To design a global patient registry (“Vitaccess Real CIDP”) to optimally quantify the impacts of disease and treatment on patients living with chronic inflammatory demyelinating polyneuropathy (CIDP) using electronic medical record (EMR) and patient-reported outcome (PRO) data.
CIDP is a rare, chronic, autoimmune disease characterized by progressive weakness and sensory impairment in the limbs. There is no robust source for CIDP research combining PROs and clinical data, including symptoms, daily activities and quality of life.
Patients with a clinical diagnosis of CIDP are recruited in the US and UK, with planned expansion to Germany in 2026. In all countries, recruitment can occur at clinical sites, with healthcare professionals contributing clinical data from patients’ medical records. In the US only, patients can also be recruited direct-to-patient or via their treating community neurologist; in both cases, clinical data are captured retrospectively via an EMR aggregator. Clinical data – including medical history, treatment history, and adverse events – are captured on a six-monthly basis.
For all patients, clinical data are linked with PRO data – including: Chronic Acquired Polyneuropathy Patient Reported Index, PROMIS Neuropathic Pain Quality 5a, PROMIS Pain Intensity 3a, NeuroQoL Fatigue Short Form, Work Productivity and Activity Impairment, EQ-5D-5L, Patient Health Questionnaire 9, Patient Global Impression of Change, Perceived Stress Fixed Form (US/UK) and Perceived Stress Scale – 10 (Germany).

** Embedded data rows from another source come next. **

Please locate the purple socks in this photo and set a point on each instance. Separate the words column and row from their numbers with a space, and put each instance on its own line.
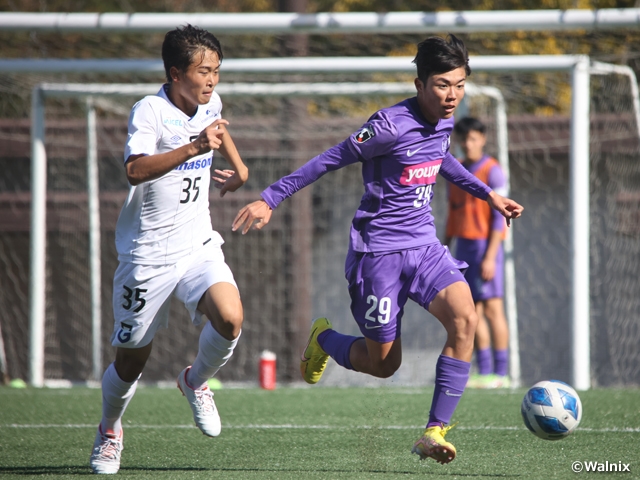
column 484, row 359
column 337, row 346
column 451, row 377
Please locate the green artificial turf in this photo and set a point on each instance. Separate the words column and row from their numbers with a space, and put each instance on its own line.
column 311, row 433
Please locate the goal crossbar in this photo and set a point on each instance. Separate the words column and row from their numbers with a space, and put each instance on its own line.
column 578, row 65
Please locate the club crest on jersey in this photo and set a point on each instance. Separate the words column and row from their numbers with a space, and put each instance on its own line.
column 365, row 134
column 176, row 122
column 446, row 143
column 422, row 174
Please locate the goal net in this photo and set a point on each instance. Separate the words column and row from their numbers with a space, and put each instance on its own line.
column 292, row 270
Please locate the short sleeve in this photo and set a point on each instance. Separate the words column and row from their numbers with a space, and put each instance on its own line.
column 376, row 137
column 144, row 131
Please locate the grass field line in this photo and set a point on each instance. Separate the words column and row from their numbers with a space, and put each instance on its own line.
column 314, row 427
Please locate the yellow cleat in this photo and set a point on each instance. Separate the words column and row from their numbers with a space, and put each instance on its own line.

Patients contribute PRO data directly via the web-enabled registry platform on a six-monthly (all PROs) or three-monthly (EQ-5D-5L only) basis, in order to track symptoms and disease activity.
Direct-to-patient and community neurologist recruitment in the US and site recruitment in the US and UK will be initiated in Q4 2025.
By integrating digitally-captured clinical data and PROs, this novel registry aims to improve understanding of the symptoms and quality of life impact experienced by CIDP patients, to optimize future disease management.